In Russia, Finance Minister Michalis Sarris was holding talks with his counterpart Anton Siluanov and Energy Minister Giorgos Lakkotrypis in a last desperate bid by Cyprus to get help from the Kremlin, although the stakes could be high with Russian President Vladimir Putin pressing for gas reserves, a stake in a bank and even a naval base on the island where the British have one now, which would give Russia a toe hold in an EU country. Moscow reportedly was agreeable to extending a 2.5 billion euros ($3.22 billion) loan granted in 2011.
Sarris made it clear that Cyprus was not seeking a new loan from Moscow and had given up on the prospect of convincing the Russians to invest in the island’s banks. The possibility of Russia investing in Cyprus’s solidarity fund could not be discounted.

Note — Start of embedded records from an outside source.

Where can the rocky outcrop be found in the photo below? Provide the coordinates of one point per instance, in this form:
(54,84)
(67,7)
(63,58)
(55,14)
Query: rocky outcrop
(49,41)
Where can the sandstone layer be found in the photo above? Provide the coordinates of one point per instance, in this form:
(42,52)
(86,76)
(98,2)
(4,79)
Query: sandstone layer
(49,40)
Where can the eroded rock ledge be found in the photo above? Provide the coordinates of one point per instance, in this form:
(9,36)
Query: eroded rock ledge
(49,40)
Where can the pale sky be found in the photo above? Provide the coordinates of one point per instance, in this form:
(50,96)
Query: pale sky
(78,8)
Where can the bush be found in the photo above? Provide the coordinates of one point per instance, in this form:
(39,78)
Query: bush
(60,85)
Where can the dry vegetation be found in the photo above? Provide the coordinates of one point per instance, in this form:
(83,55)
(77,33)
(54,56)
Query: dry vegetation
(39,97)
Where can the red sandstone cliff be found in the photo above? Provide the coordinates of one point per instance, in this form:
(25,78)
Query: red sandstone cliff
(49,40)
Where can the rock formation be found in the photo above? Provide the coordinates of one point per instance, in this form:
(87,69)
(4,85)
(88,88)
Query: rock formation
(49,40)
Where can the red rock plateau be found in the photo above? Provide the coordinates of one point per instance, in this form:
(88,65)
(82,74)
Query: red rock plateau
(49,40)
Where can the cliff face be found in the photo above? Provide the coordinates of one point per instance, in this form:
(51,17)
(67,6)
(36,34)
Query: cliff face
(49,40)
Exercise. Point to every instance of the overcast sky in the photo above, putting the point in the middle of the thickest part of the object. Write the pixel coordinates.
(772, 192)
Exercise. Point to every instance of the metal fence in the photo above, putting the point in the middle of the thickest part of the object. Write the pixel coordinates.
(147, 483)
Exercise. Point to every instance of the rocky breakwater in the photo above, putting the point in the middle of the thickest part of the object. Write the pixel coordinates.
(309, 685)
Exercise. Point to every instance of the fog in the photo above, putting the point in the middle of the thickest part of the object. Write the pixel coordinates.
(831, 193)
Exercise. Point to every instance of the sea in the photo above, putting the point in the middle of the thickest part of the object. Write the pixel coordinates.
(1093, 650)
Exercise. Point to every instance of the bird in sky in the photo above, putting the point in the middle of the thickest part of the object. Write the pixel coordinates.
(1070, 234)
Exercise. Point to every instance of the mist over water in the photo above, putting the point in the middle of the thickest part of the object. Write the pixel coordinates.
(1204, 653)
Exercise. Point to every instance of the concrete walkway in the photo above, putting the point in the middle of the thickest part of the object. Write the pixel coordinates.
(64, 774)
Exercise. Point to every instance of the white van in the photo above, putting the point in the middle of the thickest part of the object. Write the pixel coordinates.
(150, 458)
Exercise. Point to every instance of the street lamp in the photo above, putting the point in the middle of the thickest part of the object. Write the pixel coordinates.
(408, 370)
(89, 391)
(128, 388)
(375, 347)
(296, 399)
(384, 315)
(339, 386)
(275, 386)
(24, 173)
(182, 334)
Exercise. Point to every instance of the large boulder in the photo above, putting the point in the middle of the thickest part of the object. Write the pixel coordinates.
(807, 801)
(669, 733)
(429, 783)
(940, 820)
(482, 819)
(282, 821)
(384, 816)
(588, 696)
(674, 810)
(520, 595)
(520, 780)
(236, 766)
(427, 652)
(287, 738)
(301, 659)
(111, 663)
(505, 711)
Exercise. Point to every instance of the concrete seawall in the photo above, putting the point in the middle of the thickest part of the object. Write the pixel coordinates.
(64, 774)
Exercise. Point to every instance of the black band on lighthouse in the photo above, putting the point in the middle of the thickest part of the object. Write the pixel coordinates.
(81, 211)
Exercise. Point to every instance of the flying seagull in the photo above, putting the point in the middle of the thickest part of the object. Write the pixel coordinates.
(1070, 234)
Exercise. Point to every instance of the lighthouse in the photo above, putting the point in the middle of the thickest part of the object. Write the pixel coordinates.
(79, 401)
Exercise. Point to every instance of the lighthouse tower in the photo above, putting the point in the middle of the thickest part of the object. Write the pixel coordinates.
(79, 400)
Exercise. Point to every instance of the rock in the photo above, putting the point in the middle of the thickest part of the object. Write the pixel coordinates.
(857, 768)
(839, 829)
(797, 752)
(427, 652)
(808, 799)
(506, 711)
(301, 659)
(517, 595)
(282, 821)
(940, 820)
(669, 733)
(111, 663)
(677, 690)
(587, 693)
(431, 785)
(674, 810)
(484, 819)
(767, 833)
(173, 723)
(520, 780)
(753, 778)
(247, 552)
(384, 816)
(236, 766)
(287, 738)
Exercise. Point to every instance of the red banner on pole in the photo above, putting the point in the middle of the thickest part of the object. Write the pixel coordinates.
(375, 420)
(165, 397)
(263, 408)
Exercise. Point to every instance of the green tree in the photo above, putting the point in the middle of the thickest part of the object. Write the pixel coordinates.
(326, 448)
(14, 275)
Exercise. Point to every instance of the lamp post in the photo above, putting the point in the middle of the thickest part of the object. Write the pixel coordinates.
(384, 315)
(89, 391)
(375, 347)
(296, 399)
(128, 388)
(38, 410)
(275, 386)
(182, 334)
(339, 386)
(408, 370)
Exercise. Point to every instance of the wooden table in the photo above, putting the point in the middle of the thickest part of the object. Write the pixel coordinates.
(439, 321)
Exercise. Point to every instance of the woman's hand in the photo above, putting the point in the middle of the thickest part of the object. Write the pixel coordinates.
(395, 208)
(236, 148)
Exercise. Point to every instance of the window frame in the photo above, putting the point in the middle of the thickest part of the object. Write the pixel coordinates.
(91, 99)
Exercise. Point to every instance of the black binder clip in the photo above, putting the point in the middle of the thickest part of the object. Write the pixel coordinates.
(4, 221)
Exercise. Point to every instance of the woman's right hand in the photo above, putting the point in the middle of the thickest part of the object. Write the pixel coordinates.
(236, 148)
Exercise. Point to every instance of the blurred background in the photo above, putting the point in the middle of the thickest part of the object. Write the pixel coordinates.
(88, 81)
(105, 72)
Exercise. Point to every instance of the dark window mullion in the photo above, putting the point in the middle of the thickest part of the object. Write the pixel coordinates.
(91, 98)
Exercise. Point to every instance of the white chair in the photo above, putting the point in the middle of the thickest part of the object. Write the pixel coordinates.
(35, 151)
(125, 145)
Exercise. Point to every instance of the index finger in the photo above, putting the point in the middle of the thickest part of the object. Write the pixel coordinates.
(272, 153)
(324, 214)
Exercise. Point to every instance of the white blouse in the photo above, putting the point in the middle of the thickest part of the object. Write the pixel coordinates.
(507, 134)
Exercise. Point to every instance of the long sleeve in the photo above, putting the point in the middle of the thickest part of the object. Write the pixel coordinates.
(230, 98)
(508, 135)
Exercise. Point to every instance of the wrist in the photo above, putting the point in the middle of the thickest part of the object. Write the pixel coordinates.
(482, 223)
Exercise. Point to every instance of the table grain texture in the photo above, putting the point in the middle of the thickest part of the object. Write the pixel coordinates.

Russian Prime Minister Dmitry Medvedev reiterated his anger at the initial decision by Cyprus and the Eurozone to impose a tax on deposits at Cypriot banks where Russians – including what the EU suspects are those laundering money – hold about 30 percent of the 68 billion euros ($87 billion) in accounts. He added that Nicosia would face lawsuits from Russia if its depositors end up losing money as part of any solution.
Underscoring the severity of the crisis, the Eurozone released a statement that said:
The Eurogroup held a teleconference to take stock of the developments in Cyprus.
The Eurogroup stands ready to discuss with the Cypriot authorities a draft new proposal, which it expects the Cyprus authorities to present as rapidly as possible.
The Eurogroup would subsequently, on the basis of a Troika analysis that needs to be undertaken, be prepared to continue negotiations on an adjustment programme, while respecting the parameters defined earlier by the Eurogroup. After the conclusion of such negotiations the Cyprus authorities should begin legislating the elements of such an agreement.
The Eurogroup reaffirms the importance of fully guaranteeing deposits below EUR 100.000 in the EU.
The Euro area Member States continue to stand ready to assist the Cypriot people in their reform efforts and stand ready to ensure the stability of the euro area as a whole.